The focus for Ravenna Public Schools over the past quarter has been implementation at scale — moving from a small pilot group of students this past summer to full-size STEM classes. These classes are part of the Grow Main Street Precision Agriculture Module, which will empower students to develop competencies and build portfolio experiences deploying technology in modern-day agriculture applications. The module includes the following deliverables: assemble an IoT device that measures temperature, publish that data to Google Cloud, and develop a data model to construct a cybersecurity threat. While students worked on the module over the past semester, they were introduced to related careers in electrical engineering at John Deere and cyber information assurance at Northrop Grumman, as well as related educational programs at the university level.

The rollout to classrooms is part of tackling the problem of scale. Ravenna’s goal was to adjust the learning experience so that students wouldn’t have to travel to a physical CTE location. Ravenna’s leadership wants all students, regardless of their geographic location in a rural area, to have access to and engage in competency-based education to develop technology skills. However, the team learned that it was not possible for a teacher to monitor and provide support in real time to a classroom of students who are completing the module. All in all, 17 students have completed or are in the process of completing the Precision Agriculture Module in Grow Main Street. An additional 50 students in two eighth-grade classes at Ravenna Middle School will complete the Precision Agriculture Module in the coming weeks.

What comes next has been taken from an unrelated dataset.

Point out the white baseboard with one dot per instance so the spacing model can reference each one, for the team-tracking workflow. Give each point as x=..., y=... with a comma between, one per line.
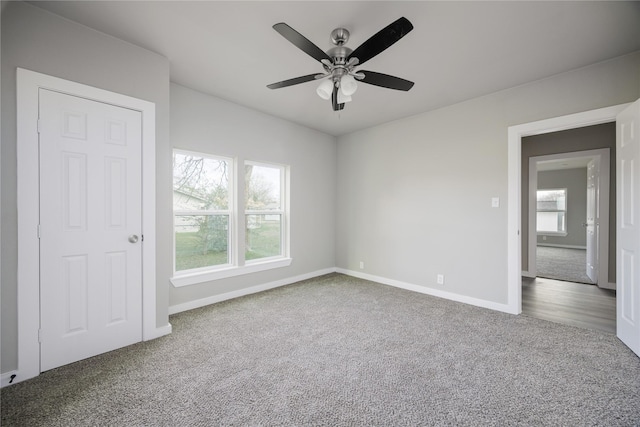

As part of their experience, each student will construct a personally owned and managed digital talent profile. Eventually, features embedded within Ravenna’s instructional platforms will be used to help teachers monitor progress and provide feedback to students, allowing the teacher to spend more time supporting the students who need them the most, and less time on lesson planning, curriculum development, and formative assessment and feedback.